Perhaps it’s premature to call it Minnetristagate. But the campaign contribution controversy in the Twin Cities suburb of Minnetrista that American Experiment first exposed in January appears to be warming up faster than the weather.
The complaint before the Minnesota Office of Administrative Hearings (OAH) alleges a variety of campaign finance and reporting violations in the 2014 and 2018 Minnetrista municipal elections.
Minnetrista City Councilor Shannon Bruce filed the Fair Campaign Practices Act complaints against sitting Minnetrista Mayor Lisa Whalen, two current and one former Minnetrista city councilor and two individuals with a group called Our Minnetrista. (OAH case# 71-0325-35774)
The respondents denied the allegations in a statement issued at the time by their attorneys at Lockridge Grindal Nauen.
Our campaigns were successful because we focused on bringing our community together. We believe that government should be open, transparent, and accountable to the voters. We ran our campaigns the same way. We are confident that the Office of Administrative Hearings will see that we always acted in good faith and disclosed all of our campaign activity.
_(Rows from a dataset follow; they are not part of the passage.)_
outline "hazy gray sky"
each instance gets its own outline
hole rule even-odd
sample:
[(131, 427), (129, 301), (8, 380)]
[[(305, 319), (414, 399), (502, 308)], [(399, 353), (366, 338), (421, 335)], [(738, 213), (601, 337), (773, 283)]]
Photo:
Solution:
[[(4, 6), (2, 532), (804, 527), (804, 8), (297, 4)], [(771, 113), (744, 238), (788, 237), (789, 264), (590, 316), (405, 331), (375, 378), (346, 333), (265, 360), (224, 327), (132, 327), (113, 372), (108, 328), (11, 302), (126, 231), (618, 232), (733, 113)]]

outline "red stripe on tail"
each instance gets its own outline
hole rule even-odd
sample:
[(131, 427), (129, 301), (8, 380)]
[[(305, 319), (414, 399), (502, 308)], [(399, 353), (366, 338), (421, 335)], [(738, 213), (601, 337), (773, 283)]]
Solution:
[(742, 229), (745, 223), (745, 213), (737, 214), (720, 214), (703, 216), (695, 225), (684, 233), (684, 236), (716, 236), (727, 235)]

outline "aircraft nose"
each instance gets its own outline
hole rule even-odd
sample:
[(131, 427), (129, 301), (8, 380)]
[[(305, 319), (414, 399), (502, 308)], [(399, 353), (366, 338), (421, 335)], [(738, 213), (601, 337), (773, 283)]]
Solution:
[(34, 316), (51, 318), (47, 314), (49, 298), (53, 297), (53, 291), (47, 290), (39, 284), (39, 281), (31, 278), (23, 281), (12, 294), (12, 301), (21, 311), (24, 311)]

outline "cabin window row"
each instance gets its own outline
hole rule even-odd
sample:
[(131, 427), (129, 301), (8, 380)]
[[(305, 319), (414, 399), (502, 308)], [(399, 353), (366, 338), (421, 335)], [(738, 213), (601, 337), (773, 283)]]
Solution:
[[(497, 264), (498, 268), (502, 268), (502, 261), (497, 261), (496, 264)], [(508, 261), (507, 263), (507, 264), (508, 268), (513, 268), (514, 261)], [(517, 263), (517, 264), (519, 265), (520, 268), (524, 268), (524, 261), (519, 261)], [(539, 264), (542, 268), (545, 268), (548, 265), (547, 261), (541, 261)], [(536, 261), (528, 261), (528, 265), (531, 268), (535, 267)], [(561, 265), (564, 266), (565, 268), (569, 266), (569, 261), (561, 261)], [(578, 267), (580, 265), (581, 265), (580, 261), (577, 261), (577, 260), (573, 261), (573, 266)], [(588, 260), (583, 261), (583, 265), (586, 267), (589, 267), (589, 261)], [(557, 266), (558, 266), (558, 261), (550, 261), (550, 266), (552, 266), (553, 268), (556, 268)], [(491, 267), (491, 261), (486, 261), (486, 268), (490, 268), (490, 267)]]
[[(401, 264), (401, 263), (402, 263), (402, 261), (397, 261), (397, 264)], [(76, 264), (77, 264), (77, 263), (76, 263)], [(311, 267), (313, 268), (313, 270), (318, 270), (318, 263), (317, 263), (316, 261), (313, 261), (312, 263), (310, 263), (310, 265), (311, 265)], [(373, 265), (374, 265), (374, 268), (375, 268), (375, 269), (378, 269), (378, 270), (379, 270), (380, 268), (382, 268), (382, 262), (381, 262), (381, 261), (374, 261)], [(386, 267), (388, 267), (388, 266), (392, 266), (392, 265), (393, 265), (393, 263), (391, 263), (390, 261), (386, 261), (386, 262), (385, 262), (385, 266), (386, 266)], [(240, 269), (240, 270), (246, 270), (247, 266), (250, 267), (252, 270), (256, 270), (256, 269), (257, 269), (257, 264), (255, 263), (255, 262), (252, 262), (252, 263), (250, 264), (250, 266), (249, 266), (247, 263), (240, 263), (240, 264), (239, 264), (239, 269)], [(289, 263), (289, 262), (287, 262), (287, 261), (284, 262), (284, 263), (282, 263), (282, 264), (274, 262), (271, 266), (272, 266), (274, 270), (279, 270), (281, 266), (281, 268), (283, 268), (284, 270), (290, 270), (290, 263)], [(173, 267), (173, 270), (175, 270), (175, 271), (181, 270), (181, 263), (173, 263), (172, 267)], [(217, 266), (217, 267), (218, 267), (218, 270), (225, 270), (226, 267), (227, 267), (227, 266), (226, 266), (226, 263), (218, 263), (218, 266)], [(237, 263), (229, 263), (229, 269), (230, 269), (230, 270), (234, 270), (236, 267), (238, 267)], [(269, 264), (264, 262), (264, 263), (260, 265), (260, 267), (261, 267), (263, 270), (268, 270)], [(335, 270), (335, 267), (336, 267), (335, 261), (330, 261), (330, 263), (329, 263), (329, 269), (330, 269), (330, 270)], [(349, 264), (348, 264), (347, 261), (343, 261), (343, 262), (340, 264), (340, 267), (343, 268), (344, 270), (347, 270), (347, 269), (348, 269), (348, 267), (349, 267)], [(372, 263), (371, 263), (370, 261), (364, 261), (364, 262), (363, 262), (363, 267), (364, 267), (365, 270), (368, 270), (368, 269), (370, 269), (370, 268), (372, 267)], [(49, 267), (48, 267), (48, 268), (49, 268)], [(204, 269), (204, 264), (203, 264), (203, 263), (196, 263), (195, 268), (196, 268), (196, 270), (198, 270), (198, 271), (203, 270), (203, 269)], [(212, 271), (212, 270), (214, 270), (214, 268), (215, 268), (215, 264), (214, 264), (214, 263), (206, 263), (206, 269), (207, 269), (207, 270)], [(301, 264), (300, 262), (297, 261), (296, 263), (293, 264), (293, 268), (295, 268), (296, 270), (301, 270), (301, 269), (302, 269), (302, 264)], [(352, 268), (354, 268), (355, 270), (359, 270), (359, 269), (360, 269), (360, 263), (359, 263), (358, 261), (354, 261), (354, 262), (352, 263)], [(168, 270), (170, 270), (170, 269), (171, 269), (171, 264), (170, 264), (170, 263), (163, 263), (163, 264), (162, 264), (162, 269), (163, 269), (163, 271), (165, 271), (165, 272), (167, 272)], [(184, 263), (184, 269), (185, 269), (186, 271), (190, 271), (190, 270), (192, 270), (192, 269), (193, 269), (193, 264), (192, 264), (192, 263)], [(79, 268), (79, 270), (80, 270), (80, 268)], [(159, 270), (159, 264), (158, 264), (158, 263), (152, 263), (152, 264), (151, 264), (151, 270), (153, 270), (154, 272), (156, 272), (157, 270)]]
No judgement as of yet but Respondents in the case, which include Minnetrista Mayor Lisa Whalen, two present council members (Mortenson/Tschumperlin), one past council member (Thoele) and leaders of the “Our Minnetrista” organization, have admitted that contributions recorded as coming from individuals actually came from “Our Minnetrista” and were deposited into “Our Minnetrista” accounts, not accounts belonging to the candidates themselves as their disclosure reports showed.
Subpoenaed bank records also showed many of the contributions to “Our Minnetrista” far exceeded the $600 statutory contribution limit. The scheme involved taking contributions that exceeded the limit and dividing them up among the candidates and recording them as multiple smaller contributions.
Bruce also provided an intriguing clue as to how the alleged irregularities first surfaced.
The scheme managed to go undetected for years until a banking regulation required that checking accounts opened under an assumed name had to be registered with the Secretary of State’s office. The discovery of the registration of “Our Minnetrista” as an assumed name led, among other findings, to the eventual filing of the complaint.
Both parties have asked the administrative law judge for a quick “summary disposition” of the case, according to Bruce. The state’s website describes the grounds on which an administrative law judge may act without a full hearing.
A motion for summary disposition asks the judge to rule that there is no need for a hearing because the law is clear and the outcome cannot be disputed.
Whatever the outcome, Minnetristagate raises questions about the monitoring of campaign finance compliance at the local level and the impact on the integrity of local elections.